People v Jean
2020 NY Slip Op 02712 [183 AD3d 405]
May 7, 2020
Appellate Division, First Department
Published by New York State Law Reporting Bureau pursuant to Judiciary Law § 431.
As corrected through Wednesday, July 1, 2020


[*1]
 The People of the State of New York, Respondent,
v
Vladimir Jean, Appellant.

Janet E. Sabel, The Legal Aid Society, New York (Harold V. Ferguson, Jr., of counsel), for appellant.

Cyrus R. Vance, Jr., District Attorney, New York (David P. Stromes of counsel), for respondent.

Judgment, Supreme Court, New York County (Laura A. Ward, J., at suppression hearing; Daniel P. Conviser, J., at jury trial and sentencing), rendered September 26, 2017, convicting defendant of criminal possession of a weapon in the second degree and driving while intoxicated, and sentencing him to an aggregate term of six years, unanimously affirmed.

The hearing court properly denied defendant's suppression motion.

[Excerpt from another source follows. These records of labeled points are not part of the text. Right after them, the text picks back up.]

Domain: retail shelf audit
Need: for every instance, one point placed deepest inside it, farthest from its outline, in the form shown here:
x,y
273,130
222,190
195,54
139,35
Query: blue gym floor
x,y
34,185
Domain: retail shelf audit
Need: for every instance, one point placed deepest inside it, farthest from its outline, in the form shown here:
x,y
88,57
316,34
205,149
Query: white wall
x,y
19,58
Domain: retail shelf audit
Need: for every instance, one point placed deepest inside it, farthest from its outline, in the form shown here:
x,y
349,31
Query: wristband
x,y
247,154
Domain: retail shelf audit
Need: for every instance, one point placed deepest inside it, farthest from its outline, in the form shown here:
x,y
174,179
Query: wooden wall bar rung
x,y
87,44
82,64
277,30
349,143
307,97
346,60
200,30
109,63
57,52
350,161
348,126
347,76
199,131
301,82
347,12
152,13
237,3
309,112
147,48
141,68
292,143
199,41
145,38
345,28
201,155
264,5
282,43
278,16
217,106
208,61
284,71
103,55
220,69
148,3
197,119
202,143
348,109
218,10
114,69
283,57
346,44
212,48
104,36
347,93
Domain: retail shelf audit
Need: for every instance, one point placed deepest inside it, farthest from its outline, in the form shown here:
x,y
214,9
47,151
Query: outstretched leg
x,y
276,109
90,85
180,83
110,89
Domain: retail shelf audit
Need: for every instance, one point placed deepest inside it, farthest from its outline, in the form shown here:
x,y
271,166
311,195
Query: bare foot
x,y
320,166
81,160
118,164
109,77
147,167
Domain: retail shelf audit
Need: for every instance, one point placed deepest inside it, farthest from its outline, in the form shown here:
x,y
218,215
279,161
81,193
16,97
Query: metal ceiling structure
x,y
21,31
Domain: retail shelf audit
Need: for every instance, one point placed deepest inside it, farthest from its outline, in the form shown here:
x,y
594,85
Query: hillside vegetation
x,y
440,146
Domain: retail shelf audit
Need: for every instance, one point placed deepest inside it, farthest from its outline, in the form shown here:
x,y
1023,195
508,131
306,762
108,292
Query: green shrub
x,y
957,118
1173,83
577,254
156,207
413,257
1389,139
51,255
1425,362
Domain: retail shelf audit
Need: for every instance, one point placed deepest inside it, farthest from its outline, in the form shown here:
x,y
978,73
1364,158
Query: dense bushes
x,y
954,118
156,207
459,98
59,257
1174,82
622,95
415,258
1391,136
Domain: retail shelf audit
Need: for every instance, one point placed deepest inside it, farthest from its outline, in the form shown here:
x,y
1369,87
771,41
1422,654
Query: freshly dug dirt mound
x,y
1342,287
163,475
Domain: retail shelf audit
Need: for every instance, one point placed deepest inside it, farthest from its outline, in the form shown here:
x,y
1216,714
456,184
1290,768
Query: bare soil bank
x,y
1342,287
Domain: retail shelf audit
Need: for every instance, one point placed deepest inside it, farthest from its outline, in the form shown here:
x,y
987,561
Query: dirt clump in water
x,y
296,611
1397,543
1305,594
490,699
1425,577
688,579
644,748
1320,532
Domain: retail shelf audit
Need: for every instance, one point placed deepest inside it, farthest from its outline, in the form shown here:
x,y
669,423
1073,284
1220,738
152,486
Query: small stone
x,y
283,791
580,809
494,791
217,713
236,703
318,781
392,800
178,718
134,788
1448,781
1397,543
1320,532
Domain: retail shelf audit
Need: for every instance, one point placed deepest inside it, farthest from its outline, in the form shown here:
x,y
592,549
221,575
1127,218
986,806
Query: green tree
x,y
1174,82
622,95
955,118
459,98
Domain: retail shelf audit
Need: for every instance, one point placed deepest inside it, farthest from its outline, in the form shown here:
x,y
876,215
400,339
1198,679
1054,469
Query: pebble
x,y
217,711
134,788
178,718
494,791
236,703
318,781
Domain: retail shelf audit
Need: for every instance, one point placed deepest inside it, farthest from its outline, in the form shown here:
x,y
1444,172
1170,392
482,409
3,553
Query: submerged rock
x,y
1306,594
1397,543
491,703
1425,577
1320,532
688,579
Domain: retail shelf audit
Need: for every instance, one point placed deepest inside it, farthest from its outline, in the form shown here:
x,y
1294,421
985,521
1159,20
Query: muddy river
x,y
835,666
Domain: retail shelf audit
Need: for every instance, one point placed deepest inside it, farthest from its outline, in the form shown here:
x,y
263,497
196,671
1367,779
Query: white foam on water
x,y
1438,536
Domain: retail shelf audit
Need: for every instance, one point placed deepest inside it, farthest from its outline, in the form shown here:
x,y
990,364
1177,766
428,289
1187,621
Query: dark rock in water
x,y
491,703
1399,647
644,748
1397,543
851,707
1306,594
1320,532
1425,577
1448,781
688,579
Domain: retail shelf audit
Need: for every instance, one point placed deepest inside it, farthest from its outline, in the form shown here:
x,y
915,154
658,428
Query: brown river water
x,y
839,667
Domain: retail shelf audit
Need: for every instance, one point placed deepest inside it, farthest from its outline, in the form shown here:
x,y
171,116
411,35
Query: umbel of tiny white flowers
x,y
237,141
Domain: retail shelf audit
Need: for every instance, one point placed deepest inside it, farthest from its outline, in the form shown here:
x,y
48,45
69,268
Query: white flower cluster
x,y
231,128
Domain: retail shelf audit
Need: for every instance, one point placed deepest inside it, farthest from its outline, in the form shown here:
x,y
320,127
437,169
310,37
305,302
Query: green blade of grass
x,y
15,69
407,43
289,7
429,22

There is no basis for disturbing the court's credibility determinations, including its finding that an officer testified credibly about his observation, after an undisputedly lawful stop of defendant's car, of a firearm in plain view. There was no basis to suppress defendant's statement, even though it was made while defendant was in custody and had not yet received Miranda warnings. Defendant's inquiry about why the police were arresting his passenger was "immediately met by a brief and relatively innocuous answer by the police officer," not constituting interrogation or its functional equivalent (People v Rivers, 56 NY2d 476, 480 [1982]; compare People v Lanahan, 55 NY2d 711 [1981] [detailed recital of evidence held equivalent to interrogation]).

We perceive no basis for reducing the sentence. Concur—Acosta, P.J., Renwick, Richter, González, JJ.